Mattias Engdeg?rd wrote:

Randi J. Relander wrote:

So after all of this, it looks like the VC5 optimizer
is messing up the RLE blitting code. Any ideas on where
to proceed from here?

I’m willing to help fixing it), if it is a bug in my code
that only shows up with the VC5 optimizer. I’m less inclined
(= not at all) to include more or less dirty workarounds just
to compensate for bugs in VC5, but that might not be the case.

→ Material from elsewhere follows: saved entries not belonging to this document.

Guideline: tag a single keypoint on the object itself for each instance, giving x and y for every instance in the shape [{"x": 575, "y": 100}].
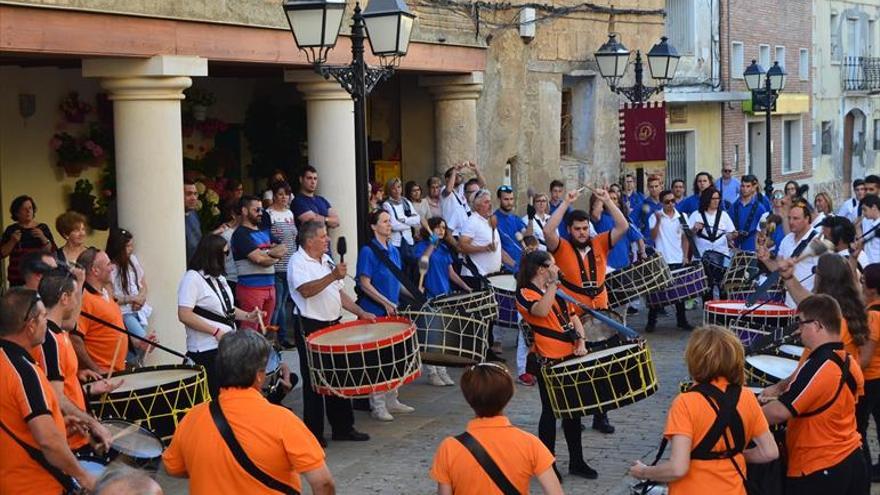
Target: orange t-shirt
[
  {"x": 25, "y": 393},
  {"x": 692, "y": 416},
  {"x": 272, "y": 436},
  {"x": 58, "y": 359},
  {"x": 518, "y": 454},
  {"x": 547, "y": 347},
  {"x": 101, "y": 341},
  {"x": 578, "y": 272},
  {"x": 825, "y": 439},
  {"x": 872, "y": 371}
]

I have the RLE assembly/source output from both compilers and will be going
through the code line-by-line. It crashes in the decompresser but the
problem could just as easily be in the compressor. The quick solution is to
either turn off optimization for the RLE module or just use VC6 to compile
the binaries. I have worked with compilers for embedded systems that you did
not dare to turn on optimization because you were practically guaranteed to
have something fail :slight_smile:

  • Randi

Regimental Command
Generic Armored Combat System
http://regcom.sourceforge.net

Randi J. Relander wrote

Mattias Engdeg?rd wrote:

I’m willing to help fixing it), if it is a bug in my
code that only shows up with the VC5 optimizer. I’m
less inclined (= not at all) to include more or less
dirty workarounds just to compensate for bugs in VC5,
but that might not be the case.

I have the RLE assembly/source output from both compilers
and will be going through the code line-by-line. It crashes
in the decompresser but the problem could just as easily
be in the compressor.

Well, I found the problem. It is in the RLE compression “ADD_SEGMENT” macro
in the “SDL_RLESurface” function. The VC5 optimizer sees a “skip = 0"
statement getting executed over and over again inside a loop and happily
moves it outside the loop. Unfortunately, it also ignores the fact that
"skip” is being used the first time through the loop before it is assigned
:slight_smile:

The following loop at the end “ADD_SEGMENT” …

do {
    int len = MIN(run, maxn);
    ADD_COUNT(skip);
    ADD_COUNT(len);
    skip = 0;
    memcpy(dst, srcbuf, len * bpp);
    srcbuf += len * bpp;
    dst += len * bpp;
    run -= len;
} while(run);

gets “optimized” into this …

skip = 0;
do {
    int len = MIN(run, maxn);
    ADD_COUNT(0);
    ADD_COUNT(len);
    memcpy(dst, srcbuf, len * bpp);
    srcbuf += len * bpp;
    dst += len * bpp;
    run -= len;
} while(run);

The loop is the one responsible for breaking up long opaque runs. The result
of the failed “optimization” is that all opaque skip values in the RLE
buffer are set to zero. Normally, only the ones after the first one in a
long run would be. The code crashes when the “SDL_RLEBlit” is executed on
the corrupted buffer.

While it is obviously the fault of the VC5 optimizer, it conceptually boils
down to a loop doing “one thing” the first time through and "another thing"
the rest of the times through. Definitely not a bug in the RLE code, but
something that could be modified slightly without being considered a “dirty
workaround” :slight_smile:

My bigger worry is that there might be other VC5 optimizer issues elsewhere
in the code, possibly leading to the requirement of using either VC6 or a
cross-compiler for the binary releases. These problems are a bear to track
down and tend to leave you a little gun shy. You start questioning every
line of code that you write.

  • Randi

Regimental Command
Generic Armored Combat System
http://regcom.sourceforge.net

Well, I found the problem. It is in the RLE compression “ADD_SEGMENT” macro
in the “SDL_RLESurface” function. The VC5 optimizer sees a “skip = 0"
statement getting executed over and over again inside a loop and happily
moves it outside the loop. Unfortunately, it also ignores the fact that
"skip” is being used the first time through the loop before it is assigned
:slight_smile:

Good work!

Now this gives me shivers. If you can’t trust your compiler to get the most
elementary stuff right (the code did nothing fancy at all), how can you
use it at all? I must have written thousands of loops with a similar logic,
naively thinking that the rules of the language should apply to them as well.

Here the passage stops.